Frankfurter Allgemeine Zeitung - Rezension
Frankfurter Allgemeine Zeitung | Besprechung von 06.10.1998

Der Held trug schwarz
Für Ernst Nolte bilden die Faschisten die Gerechtigkeitsliga des Abendlands / Von Stefan Breuer

Wenn ein Wissenschaftler ein Buch schreibt, muß es sich nicht immer um ein wissenschaftliches Buch handeln. Es kann eine Bastelanleitung, ein pornographischer Text oder ein politisches Buch sein. Ein politisches Buch unterscheidet sich darin von einem wissenschaftlichen, daß es zu praktischen Fragen wertend und damit parteilich Stellung bezieht, nicht in erster Linie die Erkenntnis, sondern das Handeln fördern will. In diesem Sinne ist Ernst Noltes neues Werk, wie die meisten davor, ein politisches Buch. Es verfolgt zwei Absichten: die Selbstvergewisserung dessen, was er das "Liberale System" nennt, und die genaue Identifizierung seiner Feinde und Freunde. Zu diesem Zweck, und nur zu diesem, wird die Geschichtswissenschaft herangezogen. Es geht nicht darum, ihr neue Erkenntnisse hinzuzufügen, sondern darum, sie zu benutzen. Mit ihrer Hilfe soll die Doppelfrage beantwortet werden, die den Carl-Schmittschen Begriff des Politischen ausmacht: Wer sind wir? und: Wo steht der Feind?

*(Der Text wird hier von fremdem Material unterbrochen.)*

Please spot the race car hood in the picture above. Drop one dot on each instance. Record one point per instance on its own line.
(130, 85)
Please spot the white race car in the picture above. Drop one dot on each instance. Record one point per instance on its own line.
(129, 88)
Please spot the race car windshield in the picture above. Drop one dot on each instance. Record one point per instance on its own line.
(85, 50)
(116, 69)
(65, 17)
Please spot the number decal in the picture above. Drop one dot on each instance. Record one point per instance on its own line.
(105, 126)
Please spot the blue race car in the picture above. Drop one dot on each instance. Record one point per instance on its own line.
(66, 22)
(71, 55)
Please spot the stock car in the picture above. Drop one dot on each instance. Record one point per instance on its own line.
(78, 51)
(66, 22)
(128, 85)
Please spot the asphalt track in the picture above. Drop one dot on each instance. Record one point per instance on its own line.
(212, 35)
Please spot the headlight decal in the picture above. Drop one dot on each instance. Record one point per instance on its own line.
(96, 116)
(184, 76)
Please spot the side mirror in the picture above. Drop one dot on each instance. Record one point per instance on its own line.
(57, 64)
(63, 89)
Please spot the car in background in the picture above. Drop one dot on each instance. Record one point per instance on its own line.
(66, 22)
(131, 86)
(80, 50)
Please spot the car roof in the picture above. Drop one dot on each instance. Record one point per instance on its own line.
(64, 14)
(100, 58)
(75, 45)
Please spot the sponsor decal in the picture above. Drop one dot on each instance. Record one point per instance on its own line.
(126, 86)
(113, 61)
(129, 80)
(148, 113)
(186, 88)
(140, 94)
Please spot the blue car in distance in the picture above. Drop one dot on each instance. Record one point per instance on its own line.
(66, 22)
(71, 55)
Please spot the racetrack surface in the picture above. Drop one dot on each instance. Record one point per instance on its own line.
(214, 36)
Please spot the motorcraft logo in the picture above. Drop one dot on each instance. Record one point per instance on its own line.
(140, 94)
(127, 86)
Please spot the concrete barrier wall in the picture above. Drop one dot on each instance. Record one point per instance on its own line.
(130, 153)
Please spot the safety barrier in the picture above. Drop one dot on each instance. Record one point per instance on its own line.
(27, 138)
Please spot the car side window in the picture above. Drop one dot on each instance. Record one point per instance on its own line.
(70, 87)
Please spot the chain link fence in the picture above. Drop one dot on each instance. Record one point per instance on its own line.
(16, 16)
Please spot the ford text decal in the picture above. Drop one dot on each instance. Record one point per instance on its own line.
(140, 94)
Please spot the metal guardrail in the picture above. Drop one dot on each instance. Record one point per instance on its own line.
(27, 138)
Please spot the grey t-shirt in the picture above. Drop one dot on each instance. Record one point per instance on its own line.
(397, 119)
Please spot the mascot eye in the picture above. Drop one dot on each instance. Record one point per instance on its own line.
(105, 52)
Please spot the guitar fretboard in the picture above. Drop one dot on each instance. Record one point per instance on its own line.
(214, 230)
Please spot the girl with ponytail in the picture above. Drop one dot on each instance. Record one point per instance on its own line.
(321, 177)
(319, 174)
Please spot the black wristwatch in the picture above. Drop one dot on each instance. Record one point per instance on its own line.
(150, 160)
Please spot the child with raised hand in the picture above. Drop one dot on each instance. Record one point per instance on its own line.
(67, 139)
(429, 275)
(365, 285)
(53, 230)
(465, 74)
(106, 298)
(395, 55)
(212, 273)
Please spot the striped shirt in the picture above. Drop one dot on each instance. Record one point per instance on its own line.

Nolte holt weit aus. Sehr weit. Natur-, Vor- und Frühgeschichte werden aufgeboten, um zu zeigen: Geschichte ist etwas dem Menschen Mögliches, aber nicht Notwendiges. Sie ist an das Auftreten kontingenter Faktoren gebunden, allen voran der Schrift, und sie kann, wie alles Kontingente, auch wieder verschwinden. Ihren ersten Auftritt erlebt sie, nach vorbereitenden zivilisatorischen Durchbrüchen in Mesopotamien, Ägypten und Syrien, in Israel, später dann im Abendland, um im okzidentalen Mittelalter zu jener Konfiguration zusammenzuschießen, die ein Maximum an Dynamik ermöglicht: dem Liberalen System. Nur hier, so die Behauptung, habe sich ein weltgeschichtlich singuläres "polygonales" Gebilde formiert, in dem sich so etwas wie Fortschritt entfalten konnte; nur hier seien die historischen Existenzialien wie Herrschaft und Krieg, Staaten und Stände so rein herausgebildet worden, daß der Überschritt von der bis dahin allein bekannten theoretischen Transzendenz zur praktischen Transzendenz: zur Revolutionierung der Welt im ganzen, möglich geworden sei. Was das eigentliche Wesen des Menschen ausmache, Transzendenz, sei nur im Okzident voll realisiert worden; so daß Abendland, Liberales System und Geschichte recht eigentlich drei Ausdrücke für ein und dieselbe Sache sind.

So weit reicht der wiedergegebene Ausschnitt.